KAMI Beruntung, Semakin Dibesarkan Oleh Demo Penolakan

by Asyari Usman Jakarta FNN - Senin (28/09). Tidak banyak ormas yang bisa cepat besar seperti KAMI. Begitu dideklarasikan kelahirannya, ormas ini langsung masuk kategori yang dianggap sebagaia ancaman. Kalau tidak dianggap begitu, tentunya deklarasi mereka tidak akan diganggu. Tidak akan dibubarkan. Itulah yang dialami KAMI ketika menyelenggarakan deklarasi pembentukan pengurus di Surabaya, Senin (28/9/2020). Massa yang diyakini sebagai gerombolan orang-orang bayaran, melarang warga KAMI mengikuti acara. Alasan mereka, deklarasi itu sifatnya politis. Lho, kalau politis, kenapa rupanya? Apa tidak boleh orang berkumpul untuk menyatakan pendapat politik, pendapat ekonomi atau pendapat apa pun itu? Tentu sah-sah saja, bukan? Kenapa harus ditekan? Untuk apa dihalang-halangi? Memangnya KAMI itu punya apa? Punya duit banyak? Betul-betul sangat mengherankan. Tetapi, sesungguhnya KAMI beruntung.
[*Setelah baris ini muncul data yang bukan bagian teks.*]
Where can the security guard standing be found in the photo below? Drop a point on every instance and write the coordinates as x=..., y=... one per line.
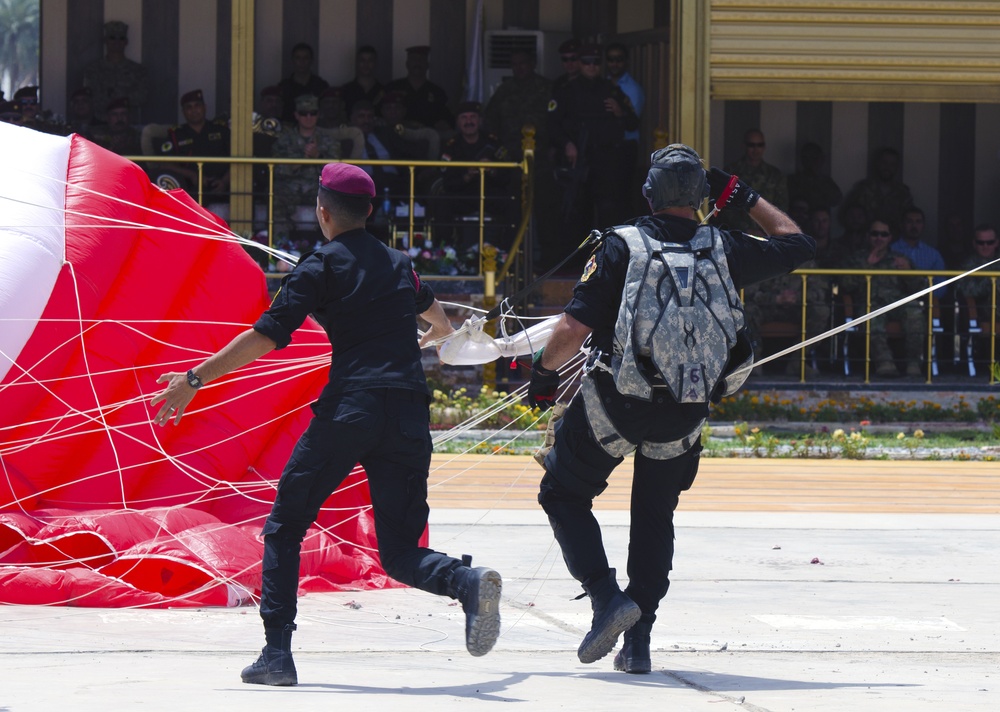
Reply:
x=659, y=300
x=588, y=118
x=374, y=410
Bisa langsung dianggap sebagai rival. Itu pertanda yang sangat positif. Beruntung bisa melejit tinggi akibat demo-demo penolakan yang dilakukan oleh yang diduga sebagai massa bayaran. Karena itu, saya perkirakan orang-orang KAMI akan semakin bersemangat untuk meluaskan jaringan nasional. Sikap bermusuhan yang ditunjukkan oleh orang-orang yang mengaku sebagai “massa rakyat asli” itu pasti akan semakin memperkuat citra KAMI. Sebab, permusuhan itu mengisyaratkan KAMI berhasil menjadi ormas yang diperhitungkan. Tinggal sekarang, KAMI bekerja keras untuk memperbanyak jaringan. Yaitu kerja keras dalam menggelar deklarasi di sebanyak mungkin daerah di Indonesia. Saya menduga, pegurus KAMI akan mendorong para pendukungnya di daerah-daerah agar segera melasanakan acara deklarasai. Dengan tujuan agar ada massa bayaran yang menolak. Begitu ditolak akan langsung masuk berita media massa, baik televisi maupun media online. Penolakan akan menjadi viral. Nama KAMI disebut seharian. Dari siang sampai malam. Bahkan sampai besok, lusa, dst. Namun, tentu saja penyelenggaraan deklarasi KAMI dengan tujuan supaya diganggu, tidaklah baik. Sebab, pola seperti itu menunjukkan bahwa pihak yang mengganggu adalah orang-orang pengecut. Penulis adalah Wartawan Senior FNN.co.id

Apologi Itu Bernama "Out of The Box"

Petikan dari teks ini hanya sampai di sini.